It’s going to be hard to identify the best team in this season’s Champions League for a few rounds yet, but we already know who the best player is going to be.
Lionel Messi is playing like a man who has had enough of Real Madrid carting off the biggest club trophy in the world.
His pre-season speech – the first one made as Barca captain – was laden with references to the Champions League and the necessity to bring it back to Camp Nou.
It’s not quite a one-man mission but one which would for Barca be utterly futile to embark on it without the man who has so often proven their saviour.
Messi has watched on as over the past few seasons the likes of Carles Puyol, Dani Alves, Xavi, Neymar and Andres Iniesta have departed for pastures new. Their replacements – with all due respect – have been of varying quality.
Meanwhile, stability brought unprecedented success for Real Madrid, who could more or less pick the same high class 13 or 14 players every week for three seasons.
Messi remains as good as he’s ever been, only now he’s not just the best forward in the world; he might well be the best playmaker too. He was both here at Wembley on Wednesday night, as Barca triumphed 4-2 over Tottenham.

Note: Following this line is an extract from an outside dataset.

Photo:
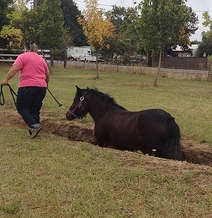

Sometimes you get the impression that if you played as Messi does down at your local five-a-side you wouldn’t get much exercise. He walks into position, lingers comically offside until it suits him to saunter back and conducts most of his business at a light jog.
But it would be to miss the point entirely if you felt he wasn’t putting the work in. Messi’s work is different work to any of the other players. And often it seems as though he’s the only one on current form – Gerard Pique and Sergio Busquets included – who would make it into the great Barca teams of the recent past.
Getty ImagesThe first time he scampered to get involved for Barca against Spurs he played one of those telepathic passes to Jordi Alba. It was just a few seconds later that Philippe Coutinho had the ball in the net.
The definition of 'pass', however, doesn’t do it justice. There is something in the timing and texture of a Messi pass that makes a defender thinks he can get to it. They take the bait every single time.
He jogged a bit more, then he hit a pass of similar quality to Luis Suarez inside the box. Coutinho did some magic of his own to keep the ball alive before Ivan Rakitic stunned Wembley into silence with a thumping finish of world-class quality.
How far Messi ran or how often he touched the ball didn’t matter. Barca’s football is plainly not as it once was; they struggle for control and dominance in the midfield. They are horribly susceptible to counter-attacks. But once the ball is around Messi, they all of a sudden look venomous.
He had enough of passing by the time the second half kicked off. A quick hug on the halfway line at the kick-off from Erik Lamela was as close as anyone got to him after the break.
He turned on the jets, went around Tottenham’s pair of centre-backs like he was going around his dog Senor Hulk in the back garden.
Maybe it’s the damage that the heavyweight title fight between Anthony Joshua and Sergei Povetkin did to the Wembley grass 10 days ago that meant Messi would only find Hugo Lloris’s post with the shot thereafter because everything to that point was so perfect and deliberate.
Shortly after he damn near repeated the sequence step for step. The kicker this time was that in the aftermath – when his perfect pass to Jordi Alba after the rebound tempted Lloris to win the ball – Spurs went down the other end and scored a good goal of their own through Harry Kane.
Getty ImagesMessi was furious... with himself. How could he be so lax? Those wrongs were soon corrected.
This Wembley crowd worked themselves into a frenzy all throughout the game as Felix Zwyer’s whistle stopped Spurs in their tracks time and again. Barca’s players are clever; they know when to take the sting out of a game.
And Kane’s goal had the decibels rising. Momentarily, they believed, and with good reason. Barca aren't all that. That belief lasted until Messi found Alba and Alba found Messi and Messi finally found that cursed bottom corner.
It was the goal he deserved. It was a goal – despite the best efforts of Lamela who scored again – which put the game out of reach of Spurs.
They knocked on the door and it would have been no surprise to see them draw level. They couldn't apply the finishing touch however and that left the danger lurking.
To the sound of 90,000 seats thwacking upward, Messi finished them off with his fifth goal in this season's Champions League.
Again it was Alba with the cross, again it was Suarez with the step over and again Messi scored. Goodnight.
This was a contest between two quite even teams. Make no mistake, Barca are flawed. But with Messi everything is possible and nothing is out of reach.
So, if you’re struggling to predict who might win the Champions League this season, maybe settle on the team who has him.